La mini-série "Vallée des larmes" en huit épisodes retrace la guerre de Yom Kippour à travers le regard de trois jeunes soldats

Des soldats posent au sommet d'un tank lors du début de la guerre de Yom Kippour, le 6 octobre 1973. (Avi Simhoni / Bamahane / Archives du ministère de la Défense)
Des soldats posent au sommet d'un tank lors du début de la guerre de Yom Kippour, le 6 octobre 1973. (Avi Simhoni / Bamahane / Archives du ministère de la Défense)

Le tournage de la série israélienne avec le plus gros budget de l’histoire a commencé.

« Vallée des larmes », une mini-série ambitieuse en huit épisodes qui montre la guerre de Yom Kippour à travers le regard de trois jeunes combattants, devrait coûter un million de dollars par épisode.

Jusqu’alors tenu secret, le projet a été révélé pour la première fois par Deadline.

Le coût important du projet s’explique, en partie, par les scènes de bataille, mais aussi par la participation dans le projet des personnalités importantes du cinéma israélien.

On retrouve notamment dans le casting la star israélienne Lior Ashkenazi, mieux connu du public américain pour ses rôles dans « Tu marcheras sur l’eau », « Norman », et pour les films nominés aux Oscars « Foxtrot » et « 7 Jours à Entebbe ».
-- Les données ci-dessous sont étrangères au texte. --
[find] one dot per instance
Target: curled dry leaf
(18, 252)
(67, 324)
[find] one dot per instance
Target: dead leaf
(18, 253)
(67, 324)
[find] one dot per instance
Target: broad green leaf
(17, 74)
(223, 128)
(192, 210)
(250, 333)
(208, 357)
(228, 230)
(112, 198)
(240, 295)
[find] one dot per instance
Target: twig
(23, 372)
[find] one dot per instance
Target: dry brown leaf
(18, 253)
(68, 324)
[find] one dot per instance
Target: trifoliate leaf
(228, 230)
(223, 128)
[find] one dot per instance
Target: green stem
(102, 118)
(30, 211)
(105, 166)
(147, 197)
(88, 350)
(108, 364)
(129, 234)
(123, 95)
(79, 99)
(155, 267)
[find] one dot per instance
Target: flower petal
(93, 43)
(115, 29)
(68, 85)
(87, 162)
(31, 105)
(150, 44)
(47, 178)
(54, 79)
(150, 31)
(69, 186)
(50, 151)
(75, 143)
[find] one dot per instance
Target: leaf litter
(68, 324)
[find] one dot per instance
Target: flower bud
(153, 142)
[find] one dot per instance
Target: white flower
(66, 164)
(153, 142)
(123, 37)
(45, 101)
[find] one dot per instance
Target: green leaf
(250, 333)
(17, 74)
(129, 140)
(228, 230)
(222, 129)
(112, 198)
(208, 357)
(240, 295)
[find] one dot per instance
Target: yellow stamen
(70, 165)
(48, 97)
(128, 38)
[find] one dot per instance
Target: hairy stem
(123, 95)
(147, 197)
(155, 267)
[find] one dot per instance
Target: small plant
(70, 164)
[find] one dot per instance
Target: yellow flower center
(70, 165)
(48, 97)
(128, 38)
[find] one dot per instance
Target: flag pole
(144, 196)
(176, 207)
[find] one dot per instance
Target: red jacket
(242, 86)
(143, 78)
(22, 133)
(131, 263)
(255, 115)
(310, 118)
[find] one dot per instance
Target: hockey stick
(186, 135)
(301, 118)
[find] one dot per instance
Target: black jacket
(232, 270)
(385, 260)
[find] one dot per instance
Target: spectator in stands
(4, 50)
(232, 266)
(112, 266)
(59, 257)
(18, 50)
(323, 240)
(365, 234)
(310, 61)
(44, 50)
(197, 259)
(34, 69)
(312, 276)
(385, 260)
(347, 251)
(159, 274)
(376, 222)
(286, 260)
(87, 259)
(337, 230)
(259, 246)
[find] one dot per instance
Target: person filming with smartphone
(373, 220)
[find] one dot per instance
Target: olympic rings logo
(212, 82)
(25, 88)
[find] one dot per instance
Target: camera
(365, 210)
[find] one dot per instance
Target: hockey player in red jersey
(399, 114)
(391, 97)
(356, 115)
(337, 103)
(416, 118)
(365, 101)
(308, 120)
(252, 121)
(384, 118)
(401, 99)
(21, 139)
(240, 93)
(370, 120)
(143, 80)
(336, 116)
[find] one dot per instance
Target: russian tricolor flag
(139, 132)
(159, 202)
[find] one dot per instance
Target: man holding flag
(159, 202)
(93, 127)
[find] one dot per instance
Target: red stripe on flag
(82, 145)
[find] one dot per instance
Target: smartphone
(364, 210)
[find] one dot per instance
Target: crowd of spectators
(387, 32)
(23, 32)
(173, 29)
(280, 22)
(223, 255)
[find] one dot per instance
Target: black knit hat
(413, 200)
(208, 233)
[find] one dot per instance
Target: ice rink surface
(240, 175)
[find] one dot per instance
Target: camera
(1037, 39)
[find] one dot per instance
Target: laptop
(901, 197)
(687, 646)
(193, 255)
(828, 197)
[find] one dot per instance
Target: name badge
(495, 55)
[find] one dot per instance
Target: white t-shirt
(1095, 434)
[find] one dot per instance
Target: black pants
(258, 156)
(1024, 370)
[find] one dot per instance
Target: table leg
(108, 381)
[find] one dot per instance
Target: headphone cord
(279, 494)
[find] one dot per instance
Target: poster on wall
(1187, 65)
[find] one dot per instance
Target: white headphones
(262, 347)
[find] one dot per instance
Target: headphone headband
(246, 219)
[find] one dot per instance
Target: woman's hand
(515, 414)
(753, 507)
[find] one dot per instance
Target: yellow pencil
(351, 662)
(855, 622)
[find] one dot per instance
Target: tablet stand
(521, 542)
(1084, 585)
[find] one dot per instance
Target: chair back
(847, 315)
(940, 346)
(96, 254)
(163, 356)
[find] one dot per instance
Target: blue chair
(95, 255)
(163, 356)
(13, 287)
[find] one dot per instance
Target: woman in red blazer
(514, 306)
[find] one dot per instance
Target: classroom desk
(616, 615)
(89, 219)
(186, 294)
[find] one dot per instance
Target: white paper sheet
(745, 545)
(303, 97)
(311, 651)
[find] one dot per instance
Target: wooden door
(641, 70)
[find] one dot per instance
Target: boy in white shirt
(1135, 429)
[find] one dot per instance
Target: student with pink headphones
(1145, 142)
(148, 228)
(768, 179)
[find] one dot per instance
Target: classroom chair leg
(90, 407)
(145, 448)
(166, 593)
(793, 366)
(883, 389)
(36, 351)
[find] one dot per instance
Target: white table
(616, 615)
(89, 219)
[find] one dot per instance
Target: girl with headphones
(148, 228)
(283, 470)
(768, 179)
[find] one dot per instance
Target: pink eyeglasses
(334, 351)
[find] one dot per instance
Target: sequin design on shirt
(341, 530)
Les scénaristes sont Ron Leshem – qui a écrit la roman contre la guerre (et co-écrit le film nominé aux Oscars) « Beaufort » et créé « Euphorie », la série à succès israélienne dont la version américaine a été renouvelée pour une deuxième saison à HBO – et Amit Cohen, qui a créé la série « False Flag ».

La guerre de Yom Kippour a commencé le 6 octobre 1973, quand des Etats arabes, menés par l’Egypte et la Syrie, ont lancé une invasion surprise et ont presque dominé Israël lors du jour le plus saint du calendrier juif.

« C’est une histoire universelle sur un groupe de jeunes hommes pleins de vie qui sont jetés en plein coeur de la bataille, avec ses effets toxiques et addictifs, mais aussi ses absurdités, décrivent les auteurs. C’est aussi le moment le plus dramatique de l’histoire israélienne, un chapitre qui n’a jamais été abordé à la télévision ».